Убийца лучшего друга (Уэстлейк) - страница 11

Ливайн сел в машину и направился в сторону Манхэттена.

Профессор Харви Стоунгелл находился в аудитории, когда детектив появился в Колумбийском университете, но девушка, сидевшая за столом перед кабинетом декана, сказала ему, что Стоунгелл буквально через несколько минут выйдет из аудитории и будет некоторое время свободен.

Дверь кабинета была закрыта, так что Ливайн ждал в коридоре, наблюдая за студентами, спешащими по своим делам.

Профессор появился примерно минут через пятнадцать в сопровождении двух студентов. Это был высокий и стройный человек с удлиненным лицом и густой пепельной шевелюрой. Ему можно было дать и пятьдесят, и семьдесят лет. Одет он был в твидовый пиджак с кожаными вставками на локтях и широкие серые брюки.

— Профессор Стоунгелл? — спросил Ливайн.

— Да.

Ливайн представился и показал свое удостоверение.

— Мне хотелось бы поговорить с вами несколько минут.

— Пожалуйста. Только извините, я сейчас…

Стоунгелл дал книгу одному из студентов, указывая, какие разделы тот должен прочитать, и объяснил другому студенту, почему тот не получил удовлетворительной оценки за последнее задание.

Когда студенты ушли, Ливайн прошел в тесный узкий кабинет Стоунгелла и сел за стол.

— Вы по поводу моих студентов? — спросил профессор.

— Двух из них. С вашего вечернего курса. Грубер и Перкинс.

— Эти двое? Что с ними, они попали в беду?

— Боюсь, да. Перкинс признался, что убил Грубера.

Узкое лицо Стоунгелла побледнело.

— Грубер умер? Убит?

— Перкинсом. Он отдал себя в руки правосудия после случившегося. Но, буду с вами откровенен, меня тревожит один момент. Не могу этого объяснить. Вы знали обоих. Я подумал, что вы могли бы кое-что рассказать мне.

Стоунгелл закурил сигарету, предложил Ливайну, но тот отказался. Он бросил курить вскоре после того, как его стало беепокоить сердце.

— Надо немного подумать, — сказал через минуту Стоунгелл. — Грубер и Перкинс… Они оба были хорошими студентами в моей группе, возможно, даже лучшими. И были хорошими приятелями.

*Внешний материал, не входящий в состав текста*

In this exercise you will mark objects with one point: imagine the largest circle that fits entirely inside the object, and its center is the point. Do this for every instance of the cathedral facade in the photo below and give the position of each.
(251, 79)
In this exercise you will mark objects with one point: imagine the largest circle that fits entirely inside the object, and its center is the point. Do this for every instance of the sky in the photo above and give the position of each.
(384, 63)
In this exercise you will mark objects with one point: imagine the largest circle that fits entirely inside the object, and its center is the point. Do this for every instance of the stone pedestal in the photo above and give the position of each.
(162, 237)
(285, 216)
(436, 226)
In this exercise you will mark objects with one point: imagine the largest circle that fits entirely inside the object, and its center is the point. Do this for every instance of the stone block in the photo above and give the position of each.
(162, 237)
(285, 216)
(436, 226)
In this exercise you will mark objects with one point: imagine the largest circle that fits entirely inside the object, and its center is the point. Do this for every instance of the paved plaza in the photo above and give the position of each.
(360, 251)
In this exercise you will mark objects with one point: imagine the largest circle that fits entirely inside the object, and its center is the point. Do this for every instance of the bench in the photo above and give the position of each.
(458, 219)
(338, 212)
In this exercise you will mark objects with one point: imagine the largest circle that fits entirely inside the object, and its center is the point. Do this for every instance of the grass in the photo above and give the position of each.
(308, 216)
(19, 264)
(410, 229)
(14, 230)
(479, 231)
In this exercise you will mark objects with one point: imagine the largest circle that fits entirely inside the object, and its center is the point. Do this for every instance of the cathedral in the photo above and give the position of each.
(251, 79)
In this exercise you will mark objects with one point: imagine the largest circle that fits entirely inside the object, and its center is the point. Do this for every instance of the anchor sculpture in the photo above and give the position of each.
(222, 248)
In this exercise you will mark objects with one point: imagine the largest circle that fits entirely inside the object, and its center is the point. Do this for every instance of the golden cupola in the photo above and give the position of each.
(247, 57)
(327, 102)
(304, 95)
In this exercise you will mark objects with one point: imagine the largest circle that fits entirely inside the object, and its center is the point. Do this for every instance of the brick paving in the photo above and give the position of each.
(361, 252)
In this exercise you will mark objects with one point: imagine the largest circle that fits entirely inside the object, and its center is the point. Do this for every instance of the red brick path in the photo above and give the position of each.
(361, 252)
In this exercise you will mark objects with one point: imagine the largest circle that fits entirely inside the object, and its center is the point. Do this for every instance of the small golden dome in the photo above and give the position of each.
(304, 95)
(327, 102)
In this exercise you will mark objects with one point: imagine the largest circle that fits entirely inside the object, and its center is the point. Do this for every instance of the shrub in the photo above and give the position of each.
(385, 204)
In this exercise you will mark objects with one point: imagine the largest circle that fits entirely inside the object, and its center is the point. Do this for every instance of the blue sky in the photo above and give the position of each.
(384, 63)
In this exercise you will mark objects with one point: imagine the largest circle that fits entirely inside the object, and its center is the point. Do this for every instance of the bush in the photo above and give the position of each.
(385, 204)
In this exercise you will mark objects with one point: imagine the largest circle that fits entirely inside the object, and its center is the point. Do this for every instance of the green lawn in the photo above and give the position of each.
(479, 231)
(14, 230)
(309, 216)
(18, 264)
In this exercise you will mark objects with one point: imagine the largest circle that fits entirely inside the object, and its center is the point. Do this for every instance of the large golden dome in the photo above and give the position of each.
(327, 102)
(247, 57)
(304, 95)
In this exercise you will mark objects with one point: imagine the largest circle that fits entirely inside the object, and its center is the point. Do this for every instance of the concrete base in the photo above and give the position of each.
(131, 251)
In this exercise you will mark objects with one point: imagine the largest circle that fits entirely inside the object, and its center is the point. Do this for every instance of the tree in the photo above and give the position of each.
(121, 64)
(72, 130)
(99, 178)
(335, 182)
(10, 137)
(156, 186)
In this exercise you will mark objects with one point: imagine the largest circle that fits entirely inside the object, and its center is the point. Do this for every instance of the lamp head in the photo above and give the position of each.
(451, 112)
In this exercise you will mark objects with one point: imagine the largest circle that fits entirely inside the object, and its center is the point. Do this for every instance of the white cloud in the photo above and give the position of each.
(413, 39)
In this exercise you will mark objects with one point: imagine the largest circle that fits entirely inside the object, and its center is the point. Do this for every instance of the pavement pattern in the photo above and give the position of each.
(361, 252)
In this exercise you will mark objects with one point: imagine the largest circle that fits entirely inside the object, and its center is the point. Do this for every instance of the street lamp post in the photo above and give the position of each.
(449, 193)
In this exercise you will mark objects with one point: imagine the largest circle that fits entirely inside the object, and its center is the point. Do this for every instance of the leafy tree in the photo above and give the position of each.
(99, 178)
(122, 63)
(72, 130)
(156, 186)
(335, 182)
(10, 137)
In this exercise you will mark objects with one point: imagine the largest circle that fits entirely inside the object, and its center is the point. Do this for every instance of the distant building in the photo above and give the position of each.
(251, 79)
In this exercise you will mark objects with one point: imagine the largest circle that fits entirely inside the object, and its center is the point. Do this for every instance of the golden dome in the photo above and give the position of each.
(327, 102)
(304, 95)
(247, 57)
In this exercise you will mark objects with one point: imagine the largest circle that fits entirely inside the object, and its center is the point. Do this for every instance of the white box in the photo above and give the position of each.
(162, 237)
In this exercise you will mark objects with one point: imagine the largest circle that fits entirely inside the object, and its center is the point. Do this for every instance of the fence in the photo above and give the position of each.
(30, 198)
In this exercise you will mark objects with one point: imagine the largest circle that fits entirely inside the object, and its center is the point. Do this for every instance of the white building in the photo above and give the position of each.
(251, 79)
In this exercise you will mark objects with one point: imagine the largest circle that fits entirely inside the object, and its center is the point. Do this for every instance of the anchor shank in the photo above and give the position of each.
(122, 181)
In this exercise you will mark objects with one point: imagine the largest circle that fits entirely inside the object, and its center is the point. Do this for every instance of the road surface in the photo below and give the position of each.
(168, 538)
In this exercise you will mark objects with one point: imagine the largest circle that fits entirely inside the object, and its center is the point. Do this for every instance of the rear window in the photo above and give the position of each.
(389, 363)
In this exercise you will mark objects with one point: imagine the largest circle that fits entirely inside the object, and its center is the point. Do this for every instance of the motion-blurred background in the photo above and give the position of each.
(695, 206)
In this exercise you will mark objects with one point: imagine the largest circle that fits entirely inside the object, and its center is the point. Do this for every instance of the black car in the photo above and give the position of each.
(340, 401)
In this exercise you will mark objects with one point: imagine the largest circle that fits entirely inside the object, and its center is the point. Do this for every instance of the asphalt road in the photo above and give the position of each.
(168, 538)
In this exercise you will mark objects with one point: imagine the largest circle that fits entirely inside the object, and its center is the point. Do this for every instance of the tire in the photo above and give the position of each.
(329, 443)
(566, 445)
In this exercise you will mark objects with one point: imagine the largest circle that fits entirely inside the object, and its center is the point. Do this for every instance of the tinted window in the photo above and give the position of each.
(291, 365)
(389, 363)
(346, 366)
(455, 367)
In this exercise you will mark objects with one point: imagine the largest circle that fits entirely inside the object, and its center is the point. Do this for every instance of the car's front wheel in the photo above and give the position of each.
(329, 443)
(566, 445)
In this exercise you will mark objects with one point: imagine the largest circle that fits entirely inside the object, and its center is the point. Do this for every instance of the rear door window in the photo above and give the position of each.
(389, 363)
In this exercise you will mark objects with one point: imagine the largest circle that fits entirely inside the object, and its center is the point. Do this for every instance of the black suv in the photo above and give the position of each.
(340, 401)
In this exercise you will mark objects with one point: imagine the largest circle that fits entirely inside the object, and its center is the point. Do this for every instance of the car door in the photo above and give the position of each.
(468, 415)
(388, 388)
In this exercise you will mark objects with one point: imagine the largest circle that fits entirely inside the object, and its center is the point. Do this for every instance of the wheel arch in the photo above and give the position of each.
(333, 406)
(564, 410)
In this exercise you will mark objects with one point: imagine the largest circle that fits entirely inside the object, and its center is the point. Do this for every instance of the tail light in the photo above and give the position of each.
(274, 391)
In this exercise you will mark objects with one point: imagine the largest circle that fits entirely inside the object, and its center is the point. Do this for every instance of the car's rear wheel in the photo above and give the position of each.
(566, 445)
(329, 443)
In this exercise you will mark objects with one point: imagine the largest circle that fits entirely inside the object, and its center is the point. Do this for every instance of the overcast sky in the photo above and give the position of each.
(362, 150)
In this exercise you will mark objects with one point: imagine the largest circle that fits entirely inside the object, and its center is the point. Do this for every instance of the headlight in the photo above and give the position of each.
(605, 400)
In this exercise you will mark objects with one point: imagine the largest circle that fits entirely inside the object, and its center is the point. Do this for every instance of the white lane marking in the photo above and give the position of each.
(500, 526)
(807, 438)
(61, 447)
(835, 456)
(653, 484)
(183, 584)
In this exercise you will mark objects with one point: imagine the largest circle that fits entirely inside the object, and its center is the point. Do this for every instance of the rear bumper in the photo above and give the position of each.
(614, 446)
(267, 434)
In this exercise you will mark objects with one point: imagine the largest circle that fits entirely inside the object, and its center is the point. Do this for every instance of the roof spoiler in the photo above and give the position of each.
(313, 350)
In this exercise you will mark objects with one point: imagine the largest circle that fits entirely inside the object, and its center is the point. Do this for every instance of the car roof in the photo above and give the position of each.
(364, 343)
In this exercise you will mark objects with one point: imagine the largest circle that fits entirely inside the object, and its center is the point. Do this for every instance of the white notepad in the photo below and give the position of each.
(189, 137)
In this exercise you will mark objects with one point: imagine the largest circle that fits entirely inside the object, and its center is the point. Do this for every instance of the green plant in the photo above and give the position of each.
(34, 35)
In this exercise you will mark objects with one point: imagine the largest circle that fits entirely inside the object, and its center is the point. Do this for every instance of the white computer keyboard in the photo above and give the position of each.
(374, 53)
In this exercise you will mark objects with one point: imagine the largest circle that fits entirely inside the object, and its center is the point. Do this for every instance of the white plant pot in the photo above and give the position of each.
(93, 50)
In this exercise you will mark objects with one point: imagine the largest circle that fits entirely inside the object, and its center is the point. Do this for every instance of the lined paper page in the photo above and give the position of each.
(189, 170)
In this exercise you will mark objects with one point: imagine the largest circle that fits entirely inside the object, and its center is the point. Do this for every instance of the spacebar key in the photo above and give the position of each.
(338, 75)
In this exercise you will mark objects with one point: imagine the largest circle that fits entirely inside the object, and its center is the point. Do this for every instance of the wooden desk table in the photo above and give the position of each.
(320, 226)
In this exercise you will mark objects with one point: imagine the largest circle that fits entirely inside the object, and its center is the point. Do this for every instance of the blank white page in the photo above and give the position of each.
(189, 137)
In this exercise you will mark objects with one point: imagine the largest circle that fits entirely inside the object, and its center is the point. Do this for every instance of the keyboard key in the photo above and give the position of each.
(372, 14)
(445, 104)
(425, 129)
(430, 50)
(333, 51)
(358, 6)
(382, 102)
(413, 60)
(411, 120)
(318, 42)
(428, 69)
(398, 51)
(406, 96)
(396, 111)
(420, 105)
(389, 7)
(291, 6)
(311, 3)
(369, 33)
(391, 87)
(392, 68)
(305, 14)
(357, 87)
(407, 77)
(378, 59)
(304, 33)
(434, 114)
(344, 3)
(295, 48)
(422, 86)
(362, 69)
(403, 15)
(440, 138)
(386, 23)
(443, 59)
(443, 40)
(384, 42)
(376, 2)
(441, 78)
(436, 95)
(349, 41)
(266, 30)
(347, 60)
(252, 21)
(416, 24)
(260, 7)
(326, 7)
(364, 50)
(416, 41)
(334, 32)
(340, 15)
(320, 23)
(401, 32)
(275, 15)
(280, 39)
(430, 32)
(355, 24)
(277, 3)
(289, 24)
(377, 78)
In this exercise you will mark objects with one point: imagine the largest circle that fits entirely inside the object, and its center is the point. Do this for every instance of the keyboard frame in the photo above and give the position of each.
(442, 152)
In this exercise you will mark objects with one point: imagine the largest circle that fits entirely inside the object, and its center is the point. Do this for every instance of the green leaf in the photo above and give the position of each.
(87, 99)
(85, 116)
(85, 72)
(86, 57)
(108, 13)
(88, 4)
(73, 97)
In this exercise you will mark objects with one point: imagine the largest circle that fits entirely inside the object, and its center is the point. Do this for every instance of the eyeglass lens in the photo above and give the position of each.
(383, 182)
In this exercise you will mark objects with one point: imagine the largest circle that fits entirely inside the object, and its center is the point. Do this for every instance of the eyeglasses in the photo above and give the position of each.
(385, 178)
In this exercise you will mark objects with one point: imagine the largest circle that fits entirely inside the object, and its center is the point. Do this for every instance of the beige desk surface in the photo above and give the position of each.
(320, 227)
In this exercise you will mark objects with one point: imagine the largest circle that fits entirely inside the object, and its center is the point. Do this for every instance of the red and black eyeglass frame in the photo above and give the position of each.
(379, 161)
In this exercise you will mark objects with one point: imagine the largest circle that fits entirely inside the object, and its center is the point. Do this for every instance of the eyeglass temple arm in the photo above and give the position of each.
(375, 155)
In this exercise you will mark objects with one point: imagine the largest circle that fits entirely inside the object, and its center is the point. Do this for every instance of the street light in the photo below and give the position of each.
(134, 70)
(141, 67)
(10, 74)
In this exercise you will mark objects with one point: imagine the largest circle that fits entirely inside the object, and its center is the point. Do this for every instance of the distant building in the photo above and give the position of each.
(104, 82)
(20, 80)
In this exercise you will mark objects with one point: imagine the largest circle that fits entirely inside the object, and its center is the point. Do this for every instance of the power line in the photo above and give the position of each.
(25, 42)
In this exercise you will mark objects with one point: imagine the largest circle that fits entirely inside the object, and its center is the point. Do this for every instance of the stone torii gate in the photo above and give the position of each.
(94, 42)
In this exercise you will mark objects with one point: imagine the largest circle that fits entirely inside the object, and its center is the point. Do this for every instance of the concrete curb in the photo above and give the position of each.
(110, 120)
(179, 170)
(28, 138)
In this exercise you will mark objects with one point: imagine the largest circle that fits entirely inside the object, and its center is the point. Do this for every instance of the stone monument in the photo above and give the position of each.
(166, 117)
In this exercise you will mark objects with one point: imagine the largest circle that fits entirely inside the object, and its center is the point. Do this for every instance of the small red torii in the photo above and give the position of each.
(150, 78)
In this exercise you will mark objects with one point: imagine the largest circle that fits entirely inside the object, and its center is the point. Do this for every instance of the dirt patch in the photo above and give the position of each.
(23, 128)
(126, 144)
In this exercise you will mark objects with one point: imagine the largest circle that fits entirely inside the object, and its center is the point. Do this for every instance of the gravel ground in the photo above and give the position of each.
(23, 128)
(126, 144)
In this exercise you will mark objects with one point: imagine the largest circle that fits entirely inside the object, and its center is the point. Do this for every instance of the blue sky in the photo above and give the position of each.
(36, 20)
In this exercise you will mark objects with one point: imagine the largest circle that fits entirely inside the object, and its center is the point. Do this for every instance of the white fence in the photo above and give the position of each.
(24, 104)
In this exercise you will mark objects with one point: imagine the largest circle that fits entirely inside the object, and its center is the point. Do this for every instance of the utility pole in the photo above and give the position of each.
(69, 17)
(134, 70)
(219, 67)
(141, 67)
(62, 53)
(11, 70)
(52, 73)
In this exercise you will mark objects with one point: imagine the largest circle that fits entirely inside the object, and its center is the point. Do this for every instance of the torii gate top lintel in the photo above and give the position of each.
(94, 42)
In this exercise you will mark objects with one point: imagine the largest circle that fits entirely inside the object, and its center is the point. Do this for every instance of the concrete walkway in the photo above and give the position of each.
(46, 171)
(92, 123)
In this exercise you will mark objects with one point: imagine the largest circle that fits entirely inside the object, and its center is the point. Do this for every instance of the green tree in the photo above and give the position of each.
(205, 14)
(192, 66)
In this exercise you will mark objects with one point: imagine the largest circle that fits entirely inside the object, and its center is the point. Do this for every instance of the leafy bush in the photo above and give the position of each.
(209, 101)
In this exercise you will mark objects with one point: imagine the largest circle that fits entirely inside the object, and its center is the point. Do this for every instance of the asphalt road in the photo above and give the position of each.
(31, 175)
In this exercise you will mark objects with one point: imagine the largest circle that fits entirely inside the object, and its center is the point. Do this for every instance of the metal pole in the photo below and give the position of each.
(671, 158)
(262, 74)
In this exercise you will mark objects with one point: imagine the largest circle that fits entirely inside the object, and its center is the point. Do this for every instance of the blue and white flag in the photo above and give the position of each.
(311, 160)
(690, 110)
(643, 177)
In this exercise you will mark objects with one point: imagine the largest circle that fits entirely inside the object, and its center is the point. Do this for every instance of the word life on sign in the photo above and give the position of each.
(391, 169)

— Я слышал, что они дружили.

— Между ними было дружеское соревнование, — продолжал Стоунгелл. — Стоило одному начать работу, как и другой принимался за подобную, стремясь превзойти друга-соперника. Впрочем, это скорее касалось Перкинса, чем Грубера. И они всегда занимали противоположные позиции в любом вопросе и кричали друг на друга, словно заклятые враги. Но на самом деле были очень близкими людьми. Я не могу себе представить, как один из них мог убить другого.

— Был ли Грубер похож на Перкинса?

— Можно ли так сказать? Нет, они были совершенно непохожи. Старая история о том, что противоположности притягиваются. Грубер был, несомненно, более чувствительным и искренним. Я не хочу этим сказать, что Перкинс был совершенно бесчувственным и неискренним. Перкинсу свойственны чувствительность и искренность, но они были почти исключительно направлены на него самого. Все соотносил с собой, со своими чувствами и желаниями. Грубер был гораздо шире, его чувствительность была обращена к внешнему миру, к чувствам других людей. Все это можно проследить по их произведениям. Сила Грубера заключалась в глубокой мотивации образов, в тонком изображении взаимоотношений между персонажами. Перкинс отличался бойкостью в создании и развитии динамических сюжетов. Но его характерам не хватало глубины. В действительности, его ничто не интересовало, кроме самого себя.